# Interview question: generate all valid combinations of n pairs of parentheses

## Definition

So, the task at hand is the subject of a common interview question: **Implement an algorithm to get all valid (opened and closed) combinations of n pairs of parentheses**. This means that for n=1 there is only one solution: "()". "((" or "))" are not valid, for 2 you will have "(())" and "()()" and so on. The question is trying to test how the interviewee handles recursion and what is commonly called backtracking. But as usual, there's more than one way to skin a cat, although for the life of me I can't see why you would want to do that.

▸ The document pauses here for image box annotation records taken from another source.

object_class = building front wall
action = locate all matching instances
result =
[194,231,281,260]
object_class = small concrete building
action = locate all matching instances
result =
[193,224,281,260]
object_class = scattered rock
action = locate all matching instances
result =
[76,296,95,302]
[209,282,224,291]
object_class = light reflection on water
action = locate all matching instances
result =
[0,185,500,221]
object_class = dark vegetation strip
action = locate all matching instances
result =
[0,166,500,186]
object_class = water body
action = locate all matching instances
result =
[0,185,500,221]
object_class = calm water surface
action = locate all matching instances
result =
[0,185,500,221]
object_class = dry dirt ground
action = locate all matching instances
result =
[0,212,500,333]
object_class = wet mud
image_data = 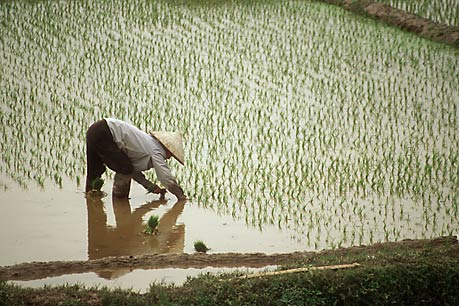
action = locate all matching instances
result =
[322,0,459,48]
[0,236,458,280]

The solutions here will be in C# and the expected result is an enumeration of strings containing open and closed parentheses. The code can be easily translated into other languages, including Javascript (ECMAScript 2015 introduced iterators and generator functions), but that's left to the reader. Let's begin.

## Analysis

Before we solve any problem we need to analyse it and see what are the constraints and the expected results. In this case there are several observations that can be made:

- the resulting strings will be of length n*2 (n pairs)
- they will contain n '(' characters and n ')' characters
- they cannot start with a ')' or end in a '('
- in order to generate such a string, we can start with a smaller string to which we add '(' or ')'
- we cannot add a ')' if there isn't at least one corresponding unclosed '('
- if we add a '(' we need to have enough characters left to close the parenthesis, so the number of unclosed parentheses cannot exceed the characters left to fill
- we could count the open and closed parentheses, but we only care about the number of unclosed ones, so instead of "closed" and "open" values, we can only use "open" to represent unclosed parentheses

Let's go for some variables and calculations:

- n = number of pairs
- open = number of unclosed parentheses in a string
- open cannot be negative
- one cannot add ')' if open = 0
- one cannot add '(' if open >= n*2 - substring.length

## Recursive solution

A simple implementation of these requirements can done with recursion:

```
public IEnumerable<string> GenerateRecursive(int n, string root = "", int open = 0)
{
// substring is long enough, return it and exit
if (root.Length == n * 2)
{
yield return root;
yield break;
}
// if we can add '(' to existing substring, continue the process with the result
if (open < n * 2 - root.Length)
{
// if only C# could just 'yield IteratorFunction()' this would look sleeker
foreach (var s in GenerateRecursive(n, root + "(", open + 1))
{
yield return s;
}
}
// if we can add ')' to existing substring, continue the process with the result
if (open > 0)
{
foreach (var s in GenerateRecursive(n, root + ")", open - 1))
{
yield return s;
}
}
}
```

However, every time you see recursion you have to ask yourself: could n be large enough to cause a stack overflow? For example this fails for n=3000. The nice thing about this method, though, is that it can be limited to the number of items you want to see. For example `var firstTen = GenerateRecursive(1000).Take(10)`

is very fast, as the generation is depth first and only computes the first ten values and exits.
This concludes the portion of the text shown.